Have you ever been on a really bad date? Like a date that just wouldn’t end? And the person you’re on a date with is trying so hard to make it fun? Like they keep repeating ‘oh, cool is this?’ or ‘I’m having a really great time, aren’t you?’ But nobody is really having a good time, are they? No. Both parties are just attempting to stave off the soul crushing loneliness of their stale empty apartments. The date is terrible. It’s not fun and no matter how many times you say ‘this is really great’ it’s never going to be.
That’s how Battleship felt. It’s the awkward and uncomfortable date that just wouldn’t end.
How Taylor Kitsch keeps getting big budget, summer tent pole movies I’ll never know. The dude is stiff as a board. He makes Keanu Reeves look like Daniel Day Lewis. Now, to be fair, Kitsch doesn’t have anything real to work with but he still sucks pretty hard.
The film, if you can even call it that, centers around Alex Hooper (Kitsch) the one man, plot-armored not-transformer killing machine.
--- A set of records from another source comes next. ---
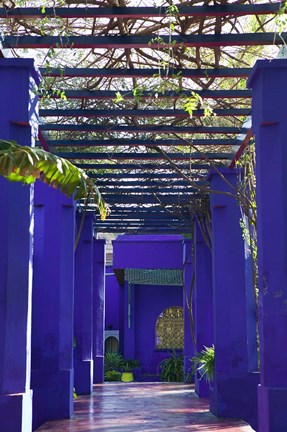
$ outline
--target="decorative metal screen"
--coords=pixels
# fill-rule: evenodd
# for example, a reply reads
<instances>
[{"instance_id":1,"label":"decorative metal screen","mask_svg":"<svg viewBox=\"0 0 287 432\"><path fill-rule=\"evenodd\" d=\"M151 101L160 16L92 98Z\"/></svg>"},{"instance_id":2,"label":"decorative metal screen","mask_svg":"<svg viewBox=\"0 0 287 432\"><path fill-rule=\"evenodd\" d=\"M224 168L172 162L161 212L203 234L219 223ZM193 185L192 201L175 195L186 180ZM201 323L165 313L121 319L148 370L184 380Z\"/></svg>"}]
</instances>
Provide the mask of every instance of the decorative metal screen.
<instances>
[{"instance_id":1,"label":"decorative metal screen","mask_svg":"<svg viewBox=\"0 0 287 432\"><path fill-rule=\"evenodd\" d=\"M183 348L183 308L179 306L165 309L156 321L156 348Z\"/></svg>"},{"instance_id":2,"label":"decorative metal screen","mask_svg":"<svg viewBox=\"0 0 287 432\"><path fill-rule=\"evenodd\" d=\"M125 269L125 280L139 285L183 285L182 270L178 269Z\"/></svg>"}]
</instances>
Aliens, due to the fact that they inexplicably hate us and want us to die, attack the earth soon after Alex has enlisted in the navy. Alex and a band of largely forgettable supporting characters engage in hand-to-not-transformer combat with the not-transformers in order to protect the human race from being wiped out by the not-transformers. Did I mention that the antagonists aren’t transformers? ‘Cause they’re not. At all. Ever. So, don’t think about it. ‘Cause they’re not.
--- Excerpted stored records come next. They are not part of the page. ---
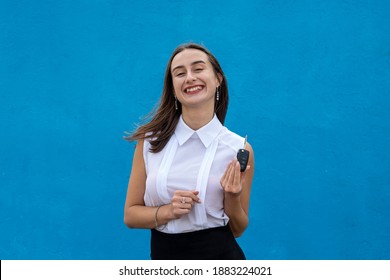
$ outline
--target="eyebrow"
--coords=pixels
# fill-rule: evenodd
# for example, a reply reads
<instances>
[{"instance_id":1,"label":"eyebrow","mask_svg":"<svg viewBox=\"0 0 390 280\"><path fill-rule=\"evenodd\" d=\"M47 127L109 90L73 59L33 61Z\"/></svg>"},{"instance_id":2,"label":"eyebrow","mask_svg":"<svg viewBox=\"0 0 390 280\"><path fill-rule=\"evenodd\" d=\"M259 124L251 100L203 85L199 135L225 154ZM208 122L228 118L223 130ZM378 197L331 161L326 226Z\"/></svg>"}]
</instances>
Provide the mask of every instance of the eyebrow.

The most bizarre aspect of this film is the fact that it exists. I realize that I’m splitting hairs here because many toy lines have been spun off into much beloved animated televisions shows, comic books, and feature films. But it’s a board game. A board game that has no real internal narrative. Monopoly? Ok, maybe you can make some sort of It’s A Mad Mad Mad Mad World type movie centering around real-estate. That’s kind of timely and might be interested. I can see that. There’s a cornel of an idea there. Battleship? The movie that I would see in my head as coming from a Battleship game would be a U-571esque tale about how a sinking Battleship is locked in deadly combat with an enemy battleship. Isn’t that what the game is? Battleships fighting each other? (And yes, I did just reference U-571. You’re welcome) Where did aliens come from? And why are the aliens not-Transformers? How does this make any sense to anyone?
When Guillermo Del Toro was pitching Hellboy, the studios wanted to know if he had to be name Hellboy and if he could be blue instead of red. They had a hard time making the mental leap to a story that had already been proven to work, but when approached for Battleship: the shitty movie they instantly gave it $250 million. What is this world that we live in? How was this movie made?
And the most disappointing part of the film? Liam Neeson doesn’t say ‘You’ve sunk my battleship.” That is quite literally the only reason I sat through this entire film and all I wanted was to hear Mr. Neeson say those four words. This movie is so terrible that they couldn’t even get that right.
I’ve heard people saying ‘Well, at least the CG was good.’ And sure, it is. But it honestly makes the movie even harder for me to watch because that means that Universal actually spent money of this movie that could have been spent on something else. There is next to nothing in this film that is worth the time it takes to consume it. The story is non-existent, Rihanna has a strange accent, Gambit is wooden, and the film pits the United States military against giant not-Transformers. It is a completely vacant and empty way for Universal to dump $250 million into tax write-offs.